I had forgotten how fun French is. I leaned forward in my seat, trying to catch everything, finally seeing in writing things that I already say instinctively, thanks to conversations in Rwanda. I am usually a visual person. I want everything written down so I can remember it. Languages, though, I somehow remember by spoken patterns. I can hear when they are right or wrong, even if I can't define why. It came back, slowly, and I felt myself beaming as I listened to the teacher speak. I wanted to leap up and say, "I understand everything he's saying!"

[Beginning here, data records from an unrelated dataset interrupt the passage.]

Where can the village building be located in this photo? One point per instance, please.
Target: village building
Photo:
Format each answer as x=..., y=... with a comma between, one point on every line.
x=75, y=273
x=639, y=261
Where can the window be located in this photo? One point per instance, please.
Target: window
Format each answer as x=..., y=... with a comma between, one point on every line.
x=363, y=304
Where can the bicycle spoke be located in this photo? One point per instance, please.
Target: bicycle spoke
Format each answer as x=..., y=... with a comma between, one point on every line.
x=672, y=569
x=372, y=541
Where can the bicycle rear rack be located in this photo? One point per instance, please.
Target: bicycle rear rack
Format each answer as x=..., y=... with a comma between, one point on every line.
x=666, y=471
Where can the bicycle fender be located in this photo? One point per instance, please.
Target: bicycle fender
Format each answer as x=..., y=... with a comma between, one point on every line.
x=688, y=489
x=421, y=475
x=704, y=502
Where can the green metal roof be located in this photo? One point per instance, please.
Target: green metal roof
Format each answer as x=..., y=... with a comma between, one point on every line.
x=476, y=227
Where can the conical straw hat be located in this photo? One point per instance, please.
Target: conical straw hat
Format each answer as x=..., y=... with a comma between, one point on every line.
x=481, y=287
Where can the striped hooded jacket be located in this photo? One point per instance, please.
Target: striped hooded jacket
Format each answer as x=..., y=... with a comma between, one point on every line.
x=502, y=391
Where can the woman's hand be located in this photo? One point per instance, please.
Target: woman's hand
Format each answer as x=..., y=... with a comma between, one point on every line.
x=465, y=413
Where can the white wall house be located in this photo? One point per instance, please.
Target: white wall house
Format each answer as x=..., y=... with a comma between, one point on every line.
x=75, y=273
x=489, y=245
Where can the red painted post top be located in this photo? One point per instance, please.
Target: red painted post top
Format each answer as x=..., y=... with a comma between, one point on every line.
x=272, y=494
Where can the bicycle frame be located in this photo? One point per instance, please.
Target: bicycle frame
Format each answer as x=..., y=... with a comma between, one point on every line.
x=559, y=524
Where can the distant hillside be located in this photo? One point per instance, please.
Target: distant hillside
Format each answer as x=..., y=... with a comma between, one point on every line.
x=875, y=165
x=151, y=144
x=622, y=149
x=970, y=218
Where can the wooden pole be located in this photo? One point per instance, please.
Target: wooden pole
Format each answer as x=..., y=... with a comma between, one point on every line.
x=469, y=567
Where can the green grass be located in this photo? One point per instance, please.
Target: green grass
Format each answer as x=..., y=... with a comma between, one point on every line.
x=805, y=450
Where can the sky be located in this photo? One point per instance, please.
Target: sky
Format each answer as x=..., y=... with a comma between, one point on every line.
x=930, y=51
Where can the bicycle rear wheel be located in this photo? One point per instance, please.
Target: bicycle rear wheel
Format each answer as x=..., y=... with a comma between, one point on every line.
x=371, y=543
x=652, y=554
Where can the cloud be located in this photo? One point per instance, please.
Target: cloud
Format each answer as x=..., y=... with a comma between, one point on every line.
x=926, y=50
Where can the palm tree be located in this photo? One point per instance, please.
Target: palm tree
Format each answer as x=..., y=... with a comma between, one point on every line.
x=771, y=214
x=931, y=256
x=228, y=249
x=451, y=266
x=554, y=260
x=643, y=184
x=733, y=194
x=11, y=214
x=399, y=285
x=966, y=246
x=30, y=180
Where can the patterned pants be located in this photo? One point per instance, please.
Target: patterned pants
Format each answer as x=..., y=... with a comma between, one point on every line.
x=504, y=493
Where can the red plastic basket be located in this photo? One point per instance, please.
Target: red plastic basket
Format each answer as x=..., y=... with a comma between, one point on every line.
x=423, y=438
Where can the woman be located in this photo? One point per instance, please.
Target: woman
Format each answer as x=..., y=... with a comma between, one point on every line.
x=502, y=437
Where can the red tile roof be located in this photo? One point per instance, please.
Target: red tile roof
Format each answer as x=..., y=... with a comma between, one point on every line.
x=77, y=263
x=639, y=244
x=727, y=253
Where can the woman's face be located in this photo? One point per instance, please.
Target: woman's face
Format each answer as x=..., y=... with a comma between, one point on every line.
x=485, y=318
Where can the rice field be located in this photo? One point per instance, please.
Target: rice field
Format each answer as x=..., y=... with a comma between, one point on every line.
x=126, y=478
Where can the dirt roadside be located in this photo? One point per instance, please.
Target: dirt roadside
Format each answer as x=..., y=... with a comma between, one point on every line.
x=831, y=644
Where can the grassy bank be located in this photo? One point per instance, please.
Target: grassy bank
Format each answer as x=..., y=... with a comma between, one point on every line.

At one point in the middle of class, I felt the world spin around me and I was two places at once. I was in the metal and plastic desk in an old US high school classroom round and I was in a wooden desk in a round open-air Rwandese university classroom. I took a French class in Rwanda, at the Kigali Health Institute, five days a week after work. I think I have mentioned this before, but on the first day of class, the first sentence we learned to say was, "Nous sommes pauvres." We are poor.

It was not true. Every person in that class was comfortable, by Rwandese standards. We were NGO workers and civil servants and lawyers and church leaders, Rwandese and Kenyan and Ugandan and Malawian and US American (um, that would be me), and we could afford to pay for a fairly expensive class. I am still sad that we learned that phrase first. (Now that I think about it, though, maybe it was a complaint on the teacher's part about his pay. Ha.)

Sitting in class last night, I felt disparate pieces of my life coming together and tearing asunder. I was thrilled to be speaking French, but I couldn't stop feeling that I was speaking it in the wrong place. Wrong country, wrong classroom, wrong continent.

I was disappointed to walk outside into the cold with the sound of traffic instead of into the warm air with the lapping sound of the waves on the lake and the bell-like sound of my favorite frogs. But not too disappointed. I was too happy for that. Sorrow and happiness coexist, always.